Rome is being repaired--building by building, monument by monument. Signs of this effort are ubiquitous: one structure after another covered in canvas, and behind it, scaffolding. The Trevi fountain, emptied of its water for months while reconstruction crews do their thing. Restoration work on both of Rome's coliseums: the ancient, famous one in the city center, and the Colosseo Quadrato (square coliseum), an elegant Fascist-era building in EUR.
This is mostly good news; at least some of Rome's historic structures are finally getting the care they need. The bad news is that these reconstruction efforts come with strings attached. The core of the problem is that much of the restoration work--just how much cannot be gleaned from newspaper reports--is funded by corporations. The corporations want something for their money, hence the strings. One string (a minor one, to be sure) is that whatever company is funding the project gets to put its name, or its product, or both on the cloth that shrouds the buildings and the scaffolding. While undergoing repairs, the building becomes an advertisement, a billboard. Americans are used to billboards and other very large advertisements, and may even regard them as essential to a vibrant urban scene. This is surely true in Los Angeles, where notice of the latest blockbuster film may occupy the entire side of a very tall building.
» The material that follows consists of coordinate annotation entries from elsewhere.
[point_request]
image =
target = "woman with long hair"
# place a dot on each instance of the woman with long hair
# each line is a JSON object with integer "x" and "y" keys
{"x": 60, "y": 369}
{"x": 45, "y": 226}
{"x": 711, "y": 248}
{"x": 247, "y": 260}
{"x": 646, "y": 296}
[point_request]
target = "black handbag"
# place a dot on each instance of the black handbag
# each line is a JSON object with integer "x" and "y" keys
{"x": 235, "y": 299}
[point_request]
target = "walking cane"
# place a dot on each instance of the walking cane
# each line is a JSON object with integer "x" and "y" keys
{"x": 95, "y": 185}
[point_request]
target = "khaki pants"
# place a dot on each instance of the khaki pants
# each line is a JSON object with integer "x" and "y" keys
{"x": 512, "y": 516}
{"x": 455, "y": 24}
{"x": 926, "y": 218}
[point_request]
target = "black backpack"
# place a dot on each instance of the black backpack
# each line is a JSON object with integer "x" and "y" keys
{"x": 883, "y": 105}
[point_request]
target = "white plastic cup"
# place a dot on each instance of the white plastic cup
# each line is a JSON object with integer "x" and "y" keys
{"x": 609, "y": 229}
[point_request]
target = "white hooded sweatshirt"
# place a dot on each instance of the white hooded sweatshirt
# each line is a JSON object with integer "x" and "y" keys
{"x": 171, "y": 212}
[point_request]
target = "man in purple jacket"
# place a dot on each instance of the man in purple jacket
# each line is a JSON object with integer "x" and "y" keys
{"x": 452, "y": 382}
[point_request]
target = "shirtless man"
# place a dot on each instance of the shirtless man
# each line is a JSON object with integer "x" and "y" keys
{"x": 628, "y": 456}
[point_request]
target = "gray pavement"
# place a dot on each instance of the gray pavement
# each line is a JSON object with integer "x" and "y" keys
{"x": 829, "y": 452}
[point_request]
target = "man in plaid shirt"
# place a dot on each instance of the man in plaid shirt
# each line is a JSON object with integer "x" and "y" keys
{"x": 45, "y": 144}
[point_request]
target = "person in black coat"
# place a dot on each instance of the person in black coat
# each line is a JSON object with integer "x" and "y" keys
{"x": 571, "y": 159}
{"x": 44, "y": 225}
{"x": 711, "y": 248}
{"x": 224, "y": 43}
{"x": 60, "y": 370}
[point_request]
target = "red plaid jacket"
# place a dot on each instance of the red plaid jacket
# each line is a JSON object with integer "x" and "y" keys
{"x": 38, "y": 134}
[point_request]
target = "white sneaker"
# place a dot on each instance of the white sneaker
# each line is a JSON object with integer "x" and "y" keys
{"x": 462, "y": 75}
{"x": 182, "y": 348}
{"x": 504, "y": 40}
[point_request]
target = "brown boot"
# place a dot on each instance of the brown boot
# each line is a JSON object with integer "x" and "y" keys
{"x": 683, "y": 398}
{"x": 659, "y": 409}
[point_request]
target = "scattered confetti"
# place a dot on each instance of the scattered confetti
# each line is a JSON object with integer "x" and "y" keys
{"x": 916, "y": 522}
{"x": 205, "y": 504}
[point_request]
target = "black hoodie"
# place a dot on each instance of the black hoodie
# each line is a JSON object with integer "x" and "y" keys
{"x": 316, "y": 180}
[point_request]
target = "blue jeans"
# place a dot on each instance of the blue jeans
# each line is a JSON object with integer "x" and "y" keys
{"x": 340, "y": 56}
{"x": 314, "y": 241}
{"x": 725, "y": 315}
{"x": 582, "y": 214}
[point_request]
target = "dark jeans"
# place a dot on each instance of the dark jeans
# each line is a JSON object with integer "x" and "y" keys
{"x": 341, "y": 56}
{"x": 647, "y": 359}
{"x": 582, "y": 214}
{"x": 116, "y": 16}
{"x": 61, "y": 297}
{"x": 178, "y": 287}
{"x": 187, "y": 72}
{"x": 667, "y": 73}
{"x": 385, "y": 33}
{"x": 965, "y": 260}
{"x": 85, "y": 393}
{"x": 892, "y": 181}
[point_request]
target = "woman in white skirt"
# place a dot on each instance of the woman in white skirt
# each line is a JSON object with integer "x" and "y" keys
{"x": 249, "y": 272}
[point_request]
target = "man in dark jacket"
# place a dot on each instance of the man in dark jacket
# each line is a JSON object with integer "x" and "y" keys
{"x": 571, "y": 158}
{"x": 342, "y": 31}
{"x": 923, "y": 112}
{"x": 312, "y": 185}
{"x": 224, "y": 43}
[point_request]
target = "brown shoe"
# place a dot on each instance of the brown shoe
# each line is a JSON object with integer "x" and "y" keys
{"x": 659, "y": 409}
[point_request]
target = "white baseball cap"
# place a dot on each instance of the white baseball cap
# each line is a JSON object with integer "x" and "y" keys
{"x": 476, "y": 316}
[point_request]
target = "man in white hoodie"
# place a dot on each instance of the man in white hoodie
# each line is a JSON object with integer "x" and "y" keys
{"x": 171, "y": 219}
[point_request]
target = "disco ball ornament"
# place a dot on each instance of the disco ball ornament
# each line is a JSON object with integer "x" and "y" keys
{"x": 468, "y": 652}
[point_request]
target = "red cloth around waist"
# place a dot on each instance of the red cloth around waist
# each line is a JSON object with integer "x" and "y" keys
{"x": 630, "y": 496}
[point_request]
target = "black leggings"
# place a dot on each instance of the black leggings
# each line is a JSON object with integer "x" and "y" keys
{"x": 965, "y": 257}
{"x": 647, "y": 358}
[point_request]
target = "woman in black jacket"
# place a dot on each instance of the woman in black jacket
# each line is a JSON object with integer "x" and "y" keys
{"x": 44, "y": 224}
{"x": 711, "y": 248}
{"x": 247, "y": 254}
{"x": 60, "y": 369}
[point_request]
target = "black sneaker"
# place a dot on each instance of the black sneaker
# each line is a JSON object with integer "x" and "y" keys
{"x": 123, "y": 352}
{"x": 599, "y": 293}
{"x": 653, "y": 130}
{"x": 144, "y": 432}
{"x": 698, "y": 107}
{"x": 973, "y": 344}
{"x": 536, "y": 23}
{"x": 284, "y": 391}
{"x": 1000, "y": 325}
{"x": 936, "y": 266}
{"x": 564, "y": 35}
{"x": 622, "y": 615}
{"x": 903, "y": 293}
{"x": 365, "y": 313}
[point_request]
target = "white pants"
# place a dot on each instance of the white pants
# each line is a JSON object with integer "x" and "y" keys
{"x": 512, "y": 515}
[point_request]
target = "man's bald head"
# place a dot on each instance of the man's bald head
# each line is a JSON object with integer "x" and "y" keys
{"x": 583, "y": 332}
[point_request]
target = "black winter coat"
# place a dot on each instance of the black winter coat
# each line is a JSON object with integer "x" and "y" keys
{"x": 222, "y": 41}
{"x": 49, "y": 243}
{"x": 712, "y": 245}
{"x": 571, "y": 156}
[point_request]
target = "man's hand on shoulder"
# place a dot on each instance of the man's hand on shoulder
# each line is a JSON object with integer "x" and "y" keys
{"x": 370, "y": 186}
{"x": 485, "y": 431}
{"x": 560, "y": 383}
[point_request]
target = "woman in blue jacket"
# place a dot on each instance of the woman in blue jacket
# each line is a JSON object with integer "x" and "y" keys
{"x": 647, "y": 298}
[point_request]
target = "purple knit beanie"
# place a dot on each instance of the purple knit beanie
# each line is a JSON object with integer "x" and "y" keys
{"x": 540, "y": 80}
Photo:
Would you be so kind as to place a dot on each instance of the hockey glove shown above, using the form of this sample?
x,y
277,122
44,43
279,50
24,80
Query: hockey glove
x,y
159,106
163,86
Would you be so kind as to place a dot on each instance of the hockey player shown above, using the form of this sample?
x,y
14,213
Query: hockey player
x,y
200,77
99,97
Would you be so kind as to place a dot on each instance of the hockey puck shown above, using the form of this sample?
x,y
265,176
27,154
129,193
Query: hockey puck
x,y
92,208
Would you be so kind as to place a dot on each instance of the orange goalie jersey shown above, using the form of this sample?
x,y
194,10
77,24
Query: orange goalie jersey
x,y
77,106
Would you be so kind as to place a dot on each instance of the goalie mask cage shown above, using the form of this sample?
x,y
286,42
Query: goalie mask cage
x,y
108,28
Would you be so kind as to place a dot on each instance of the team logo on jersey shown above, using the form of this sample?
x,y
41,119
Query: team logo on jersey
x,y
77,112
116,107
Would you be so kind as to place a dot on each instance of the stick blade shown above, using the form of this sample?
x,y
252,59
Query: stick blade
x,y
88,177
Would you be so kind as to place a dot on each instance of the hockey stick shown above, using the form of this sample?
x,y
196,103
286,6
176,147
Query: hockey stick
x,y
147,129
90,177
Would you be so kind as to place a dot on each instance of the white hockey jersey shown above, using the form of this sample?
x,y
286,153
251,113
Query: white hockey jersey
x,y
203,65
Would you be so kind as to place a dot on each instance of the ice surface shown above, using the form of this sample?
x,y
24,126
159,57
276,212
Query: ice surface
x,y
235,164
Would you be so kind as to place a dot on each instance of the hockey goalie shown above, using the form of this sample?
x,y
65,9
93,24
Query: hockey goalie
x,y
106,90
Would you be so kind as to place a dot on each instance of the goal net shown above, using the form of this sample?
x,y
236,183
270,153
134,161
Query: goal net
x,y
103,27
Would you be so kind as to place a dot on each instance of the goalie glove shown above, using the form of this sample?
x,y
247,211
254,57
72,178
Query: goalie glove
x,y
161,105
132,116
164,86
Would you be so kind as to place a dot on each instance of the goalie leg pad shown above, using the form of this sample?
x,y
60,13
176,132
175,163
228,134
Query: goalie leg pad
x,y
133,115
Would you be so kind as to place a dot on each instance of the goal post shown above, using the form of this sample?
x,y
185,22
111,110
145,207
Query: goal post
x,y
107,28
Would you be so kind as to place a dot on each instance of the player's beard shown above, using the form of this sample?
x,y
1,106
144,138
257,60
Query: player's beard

Romans, however, have no billboard history that I know of, no experience until recently, as wall art has achieved a certain popularity, with visual clutter akin to advertising gigantism.
Yet there it is. An ad for Jaguar looming over Largo di Santa Susanna. More than one pitch for a company known as Mediolanum, which apparently has something to do with banking.
A huge picture of the latest Samsung Galaxy phone (probably the one that catches fire and is no longer being produced), positioned between Piazza Venezia and Hadrian's column.
Ads for the New Tiguan--that's an automobile--dominating the Tiber end of via della Conciliazione.
An enormous ad for the second season of the TV series "Gomorra" on the historic Palazzo della Cancelleria (see the top of this post). So that's one "string" attached: visual pollution. It's advertising, not art.
The other string is more interesting, and arguably more disturbing. The corporations that do this work not only want to advertise while they're doing it. They also want--and get--a degree of control over the property whose restoration they're funding. That brings us to Fendi, a company with Roman roots, and one known for many years for its fashionable furs. Beginning a few years ago, the company embarked on a plan to restore several of the city's best-known fountains, beginning with the Trevi, where the company invested about $2.9 million. The restoration was completed in the fall of 2015, just in time, as it happens, for Fendi's 90th anniversary. To mark that occasion, in July 2016 the company drained the fountain, installed a 66-yard-long glass catwalk, filled the Trevi again--and, in a sunset display of haute couture, brought out 37 models, who seemed to walk on water.
That spectacle, which allowed the company to identify its brand with one of the world's great attractions, continues to benefit Fendi. On the following November 15, the company featured the July event in a two-page spread in the New York Times.
One could reasonably argue that's a good deal for Rome, Romans, and tourists: a landmark spruced up, used for an evening by its benefactor, powerful images of the Trevi circulating in the media.
More problematic is what's happened recently in EUR, where Fendi is also involved, this time with the Palazzo della Civiltà Italiana--the iconic "square coliseum." Apparently as a reward for financial assistance with repairs to the building (we're assuming that), Fendi was able to rent the building for 15 years for 240,000 Euro per month. Under the agreement with EUR Spa, a public entity, Fendi also became the exclusive licensee of commercial images of the square coliseum for that same 15-year period.
All this came to light, at least for us, when a gay pride organization, Roma Pride, used the building as a backdrop for its publicity--3 guys in bikinis on the stairs, framed by the building's many arches. Fendi didn't like it. The cultural minister sided with Fendi: it was OK to sell the rights to commercial images, and not OK for Roma Pride to use the image of the Square Coliseum for commercial purposes. And there the issue stands: symbolic, if nothing else, of corporate encroachment on Rome's historical heritage, for better or for worse, or both.